垂渓庵です。
まだ暑い。そのせいか、ここ二、三日夕立がある。雷はありがたくないけれど、雨がさっと上がった後は少し涼しい。夕立様々である。
さて、ラノベと星新一や筒井康隆さんの話を続けよう。どちらも中高生に広く指示されている(いた)ものだ。
が、ちょっとした違いがあるように思える。ラノベはどちらかというと中高生に寄り添って書かれている。中高生が主人公の作品もものすごいく多いし。
一方の星新一や筒井康隆さんの諸作品はどうか。いわゆるジュブナイルに属するものは別として、特に中高生に寄り添っているとは思えないものが大半だ。小松左京その他の1960年代70年代にきら星の如くに並んだSF諸家の作品も同様だ。

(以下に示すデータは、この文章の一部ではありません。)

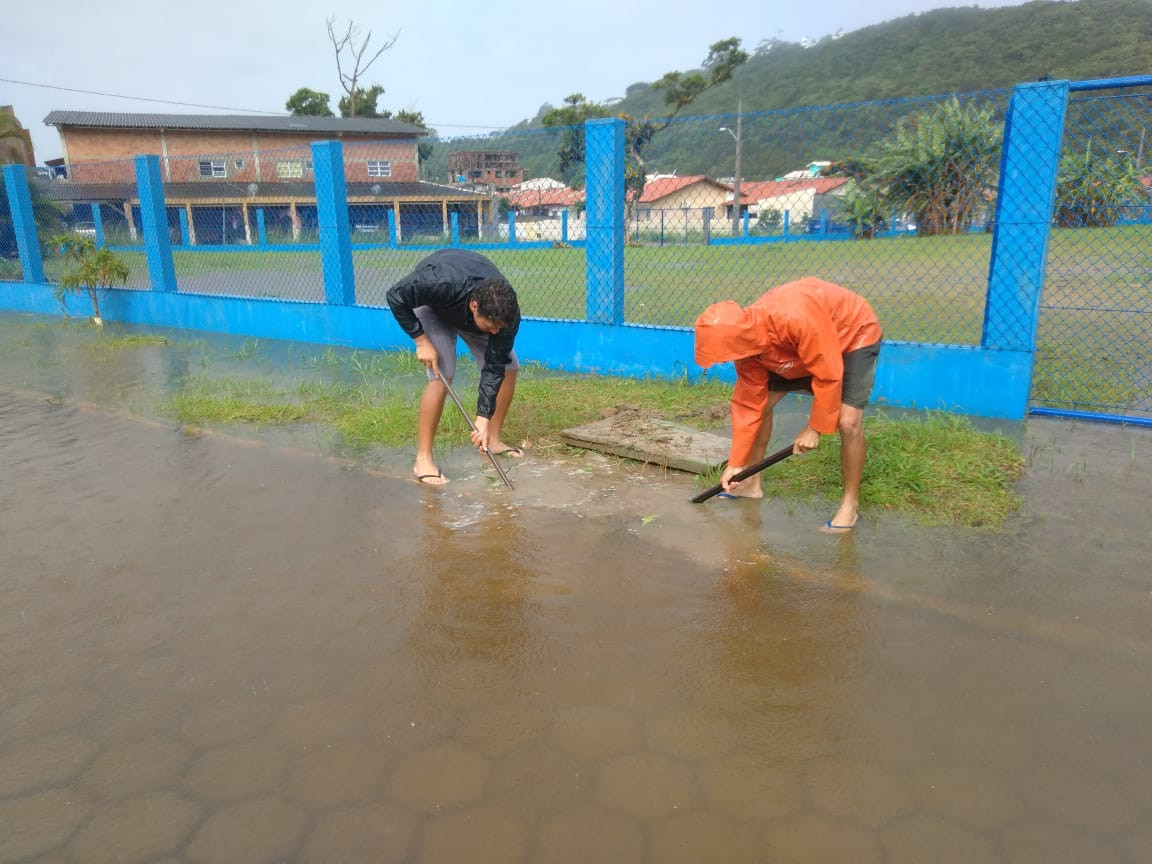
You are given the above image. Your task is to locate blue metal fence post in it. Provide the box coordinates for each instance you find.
[135,156,176,291]
[88,203,105,249]
[388,210,396,247]
[584,118,624,324]
[3,165,44,282]
[312,141,356,306]
[980,81,1069,351]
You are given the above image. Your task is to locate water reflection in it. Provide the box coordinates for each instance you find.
[690,497,869,764]
[409,488,539,697]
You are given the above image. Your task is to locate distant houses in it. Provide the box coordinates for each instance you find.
[34,111,493,244]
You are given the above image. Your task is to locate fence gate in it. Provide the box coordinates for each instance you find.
[1030,77,1152,425]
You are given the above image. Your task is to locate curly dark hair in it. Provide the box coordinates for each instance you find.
[472,279,520,327]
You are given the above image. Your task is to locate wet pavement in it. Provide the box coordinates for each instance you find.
[0,318,1152,864]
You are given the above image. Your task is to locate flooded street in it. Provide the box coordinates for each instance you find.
[0,314,1152,864]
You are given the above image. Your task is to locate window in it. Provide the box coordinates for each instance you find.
[276,162,304,180]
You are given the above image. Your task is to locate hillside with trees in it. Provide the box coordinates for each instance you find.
[426,0,1152,180]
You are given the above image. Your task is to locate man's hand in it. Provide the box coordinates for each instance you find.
[416,333,440,378]
[472,417,488,453]
[793,426,820,456]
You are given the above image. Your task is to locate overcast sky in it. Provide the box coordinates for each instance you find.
[0,0,1024,162]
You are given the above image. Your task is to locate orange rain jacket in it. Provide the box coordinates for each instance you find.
[696,276,884,465]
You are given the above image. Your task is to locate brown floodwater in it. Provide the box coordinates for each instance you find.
[0,316,1152,864]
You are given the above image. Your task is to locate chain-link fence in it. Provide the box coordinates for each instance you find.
[0,82,1152,423]
[1032,85,1152,417]
[612,91,1008,343]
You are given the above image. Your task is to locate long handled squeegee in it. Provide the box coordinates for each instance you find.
[692,445,791,503]
[440,378,515,488]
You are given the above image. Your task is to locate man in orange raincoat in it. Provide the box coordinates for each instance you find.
[696,276,884,533]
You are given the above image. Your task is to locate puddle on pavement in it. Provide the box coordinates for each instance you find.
[0,316,1152,864]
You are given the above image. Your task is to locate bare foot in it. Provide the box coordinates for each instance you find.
[412,462,448,486]
[820,507,861,535]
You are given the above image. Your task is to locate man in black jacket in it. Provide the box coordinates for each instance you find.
[387,249,524,486]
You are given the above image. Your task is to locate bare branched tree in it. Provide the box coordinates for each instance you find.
[328,16,400,118]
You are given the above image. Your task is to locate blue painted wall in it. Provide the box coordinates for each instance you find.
[0,82,1115,419]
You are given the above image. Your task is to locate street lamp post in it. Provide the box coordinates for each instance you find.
[719,99,744,237]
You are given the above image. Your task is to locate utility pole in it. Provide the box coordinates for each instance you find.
[720,99,744,237]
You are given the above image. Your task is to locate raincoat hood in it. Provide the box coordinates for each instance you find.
[696,300,764,366]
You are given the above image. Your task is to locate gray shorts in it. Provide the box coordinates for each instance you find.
[412,306,520,381]
[768,342,880,410]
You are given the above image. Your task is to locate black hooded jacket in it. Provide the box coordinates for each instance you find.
[386,249,520,417]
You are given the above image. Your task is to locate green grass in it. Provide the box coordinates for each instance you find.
[167,343,1024,530]
[761,412,1024,530]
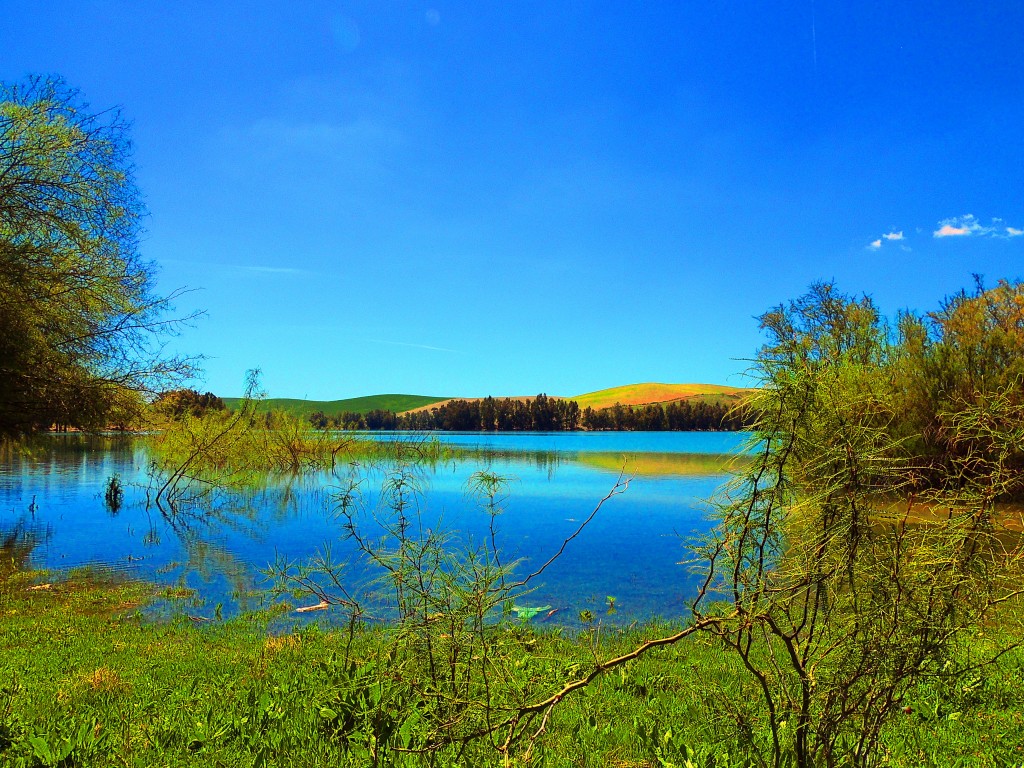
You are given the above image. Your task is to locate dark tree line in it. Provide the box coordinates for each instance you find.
[309,394,752,432]
[153,389,224,419]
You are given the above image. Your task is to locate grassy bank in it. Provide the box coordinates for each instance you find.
[0,572,1024,768]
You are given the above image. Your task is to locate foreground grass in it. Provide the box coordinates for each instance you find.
[0,572,1024,768]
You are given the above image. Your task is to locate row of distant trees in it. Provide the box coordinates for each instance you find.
[309,394,752,432]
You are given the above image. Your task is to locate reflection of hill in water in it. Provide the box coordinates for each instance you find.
[449,447,750,477]
[574,453,742,476]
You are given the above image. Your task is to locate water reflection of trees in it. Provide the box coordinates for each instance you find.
[0,517,50,581]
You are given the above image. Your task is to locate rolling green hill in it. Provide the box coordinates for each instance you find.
[223,382,754,418]
[223,394,449,417]
[568,382,754,411]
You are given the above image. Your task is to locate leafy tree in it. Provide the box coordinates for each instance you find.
[693,284,1024,768]
[153,389,224,419]
[0,78,188,435]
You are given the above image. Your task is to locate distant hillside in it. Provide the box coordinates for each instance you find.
[222,394,449,417]
[401,383,755,411]
[567,382,755,411]
[223,383,755,417]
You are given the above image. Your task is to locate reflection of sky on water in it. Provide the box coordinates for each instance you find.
[0,432,738,622]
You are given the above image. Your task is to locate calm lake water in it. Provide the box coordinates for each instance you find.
[0,432,748,625]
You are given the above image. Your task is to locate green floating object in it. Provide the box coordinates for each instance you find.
[512,605,551,618]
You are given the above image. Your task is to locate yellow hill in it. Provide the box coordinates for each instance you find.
[568,382,754,411]
[404,383,755,413]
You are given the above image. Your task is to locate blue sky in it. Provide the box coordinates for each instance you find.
[0,0,1024,399]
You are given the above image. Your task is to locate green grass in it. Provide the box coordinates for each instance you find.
[223,394,447,418]
[0,571,1024,768]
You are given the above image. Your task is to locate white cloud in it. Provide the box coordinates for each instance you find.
[867,229,908,251]
[367,339,458,352]
[932,213,1024,238]
[932,224,971,238]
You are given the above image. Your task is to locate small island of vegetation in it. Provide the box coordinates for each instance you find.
[0,73,1024,768]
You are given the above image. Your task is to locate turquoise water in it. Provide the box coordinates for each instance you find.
[0,432,746,624]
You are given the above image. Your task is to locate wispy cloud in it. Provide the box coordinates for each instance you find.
[367,339,459,352]
[866,213,1024,251]
[867,229,909,251]
[932,213,1024,238]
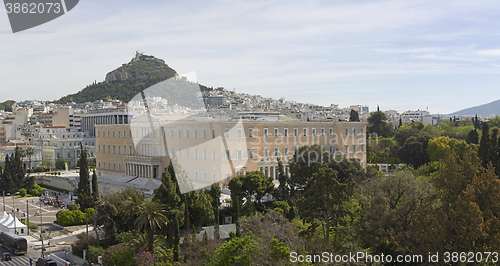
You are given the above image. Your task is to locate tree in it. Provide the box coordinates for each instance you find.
[273,158,290,200]
[209,183,222,239]
[92,169,99,202]
[477,123,490,167]
[135,200,168,252]
[417,150,500,252]
[75,143,95,211]
[349,109,359,122]
[229,171,274,215]
[297,167,354,246]
[153,164,184,229]
[366,111,394,137]
[465,129,479,144]
[354,171,437,256]
[56,159,68,170]
[26,147,35,169]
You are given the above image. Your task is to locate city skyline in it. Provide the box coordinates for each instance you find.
[0,1,500,114]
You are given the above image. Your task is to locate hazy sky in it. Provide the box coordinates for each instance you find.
[0,0,500,113]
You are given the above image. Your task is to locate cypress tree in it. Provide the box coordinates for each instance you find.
[174,212,181,261]
[75,142,94,211]
[210,183,222,239]
[92,169,99,202]
[477,123,490,168]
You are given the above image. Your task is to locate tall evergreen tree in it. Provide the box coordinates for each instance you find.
[92,169,99,202]
[477,123,490,168]
[465,129,479,144]
[210,183,222,239]
[273,158,290,200]
[75,142,94,211]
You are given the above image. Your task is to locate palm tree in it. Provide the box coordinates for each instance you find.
[135,200,168,252]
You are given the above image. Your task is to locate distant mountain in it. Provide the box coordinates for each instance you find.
[450,100,500,116]
[55,52,209,104]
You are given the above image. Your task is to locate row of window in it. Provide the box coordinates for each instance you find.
[97,145,134,155]
[97,127,364,139]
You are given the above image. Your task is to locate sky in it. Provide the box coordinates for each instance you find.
[0,0,500,114]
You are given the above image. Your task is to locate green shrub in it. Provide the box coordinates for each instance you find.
[88,246,104,263]
[31,188,41,196]
[19,188,26,198]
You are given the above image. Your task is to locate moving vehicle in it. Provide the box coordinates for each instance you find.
[0,232,28,255]
[2,252,12,261]
[36,257,57,266]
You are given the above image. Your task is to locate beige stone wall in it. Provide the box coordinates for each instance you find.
[96,121,366,185]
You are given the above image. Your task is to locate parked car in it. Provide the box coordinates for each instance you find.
[2,252,12,261]
[36,258,57,266]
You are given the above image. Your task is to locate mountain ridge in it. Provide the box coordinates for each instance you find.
[54,52,211,104]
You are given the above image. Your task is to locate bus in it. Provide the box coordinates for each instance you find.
[0,232,28,255]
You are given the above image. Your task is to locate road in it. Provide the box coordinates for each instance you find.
[0,247,41,266]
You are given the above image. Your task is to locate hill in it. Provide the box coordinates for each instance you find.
[55,52,210,104]
[450,100,500,116]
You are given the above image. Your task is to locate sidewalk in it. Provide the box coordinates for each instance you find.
[23,225,94,249]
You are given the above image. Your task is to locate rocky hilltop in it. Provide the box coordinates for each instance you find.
[55,52,202,104]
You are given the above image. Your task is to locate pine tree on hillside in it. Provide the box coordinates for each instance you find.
[477,123,490,168]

コバルト文庫の作品は別として、当時の中高生は、大人を意識して書かれた作品を好んで読んでいたことになる。市場が細分化されていなかったということもできるだろうけれど、やはり、嗜好の違いが窺えそうだ。
一言で言うならば、背伸びをしているかしていないかということになるのではないか。もちろん、星新一の作品などは、とてもリーダビリティの高いもので、背伸びをする必要もなく読めたのではないかと思う。が、その他のSF作家の方々の作品は、必ずしもそうではない。
筒井康隆さんの実験的な作品や、小松左京のスケールの大きい長編、眉村さんの中間管理職の悲哀を感じさせるような作品群、どれも中高生には手に余るところがある。が、それらを当時の中高生は背伸びして読んだのではなかったか。
このあたりの事情は、ミステリ系の諸作品についても同じことが言えるように思う。
が、長くなるのでそのあたりはまた次回ということにしよう。